Sunday, June 11, 2017

ADELAIDE CABARET FESTIVAL - ALAN CUMMING SINGS SAPPY SONGS




Alan Cumming Sings Sappy Songs.

Musical director Lance Horne. Her Majesty’s Theatre. Adelaide Cabaret Festival. June 11 2017

Reviewed by Peter Wilkins

There are some en­­tertainers who will hide themselves behind a character. There are others who inhabit another’s world. And there are those who will bare their all before an audience. Alan Cumming is such a one. His show Alan Cumming Sings Sappy Songs is a tongue in cheek misnomer, smacking of apology. “I’m an actor who sings’’ he tells his inspirational mentor, the legendary Lisa Minelli. He is that and much, much more. He is an actor who feels, whose emotions are laid bare in the anecdotes he spins with mischievous relish and on the notes of his songs of love, life and experience. To be in his company is to live for a while in the magic of his charm and the honesty of his connection. He stands before us, casting off his jacket to reveal the black leather pants, the sleeveless black shirt and the narrow black tie. He is the gay, trim, thin man from the East coast of Scotland, schooled in his craft in Glasgow, his spiritual home. He stands before us, proudly acknowledging Alon Ilsar  on percussion, Eleanor Norton on cello and his musical director on piano , Lance Horne, a vegan who owns a mule. On Cumming’s arm is tattooed Only connect , the words of E.M. Forster in his novel, Howard’s End. It is Cumming’s mantra, and his connection with his musicians is heartfelt and affectionate.

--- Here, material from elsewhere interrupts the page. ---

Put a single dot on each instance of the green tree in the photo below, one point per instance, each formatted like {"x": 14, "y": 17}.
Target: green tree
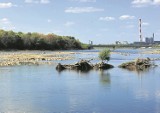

In a programme of songs from Miley Cyrus’s The Climb to Adele’s Someone Like You to Avril Lavigne’s Complicated and songs by Sondheim and Brecht and Weil, Cumming scans the milestones of a life of laughter and tears. He recounts the connection, learned during filming Who Do You Think You Are, with his long dead maternal grandfather, fatally wounded in a game of roulette in Malaysia. He bares his soul with the account of an abusive and distant father, who cruelly disclaimed him. The experience aches in the soul searching words of Rufus Wainwright’s Dinner at 8. The pangs of pain are swiftly relieved by the absurd story of his Trojan Condom story and the breezy TV commercial rendition of the Ecstasy Jingle. Neither he nor his audience is allowed the luxury of indulgence before a quip casts aside the lingering suggestion of sappiness. Cumming is the masterful conjurer, brazen, impish and mercurial, swift to lull us with a song or snap us into laughter with a jest. In one instant he wields a fierce attack with a searing rendition of What Keeps Mankind Alive from Brecht’s The Threepenny Opera. This is followed by a Twitter message from Stephen Siddell with his Robbie Burns’ style damnation of the current US President. After two centuries Scotland’s national poet and provocateur of invective is brought to life with forceful unambiguity in Siddell’s vitriolic assault on Trump to the spontaneous applause of a partisan house.  The show too soon comes towards its close with time to honour Sondheim in a  mishmash of numbers from Sweeney Todd, Into The Woods and Company. All artifice is cast aside in Ladies Who Lunch from Company.  In If Love Were All, Wainwright quotes Noel Coward’s talent to amuse:

I believe the more you love a man
The more you put your trust, the more you're bound to lose
Although, when shadows fall,
I think if only somebody splendid really needed me
Someone affectionate and dear
Cares would be ended if I knew that he wanted to have me near
But I believe that since my life began
The most I've had is just a talent to amuse
Hey ho, if love were all.

As the final number of the show, it could well be Cumming’s signature song. His evening of sappy songs, gently, almost tentatively begun build to a passionate,full-voiced cry for love – the lost love of a man whose name was tattooed on his groin until laser treatment removed it from his life; the love of a grandfather, dead before Cumming’s birth; the loss of love of a father and the love of an actor’s life of connected stories and songs.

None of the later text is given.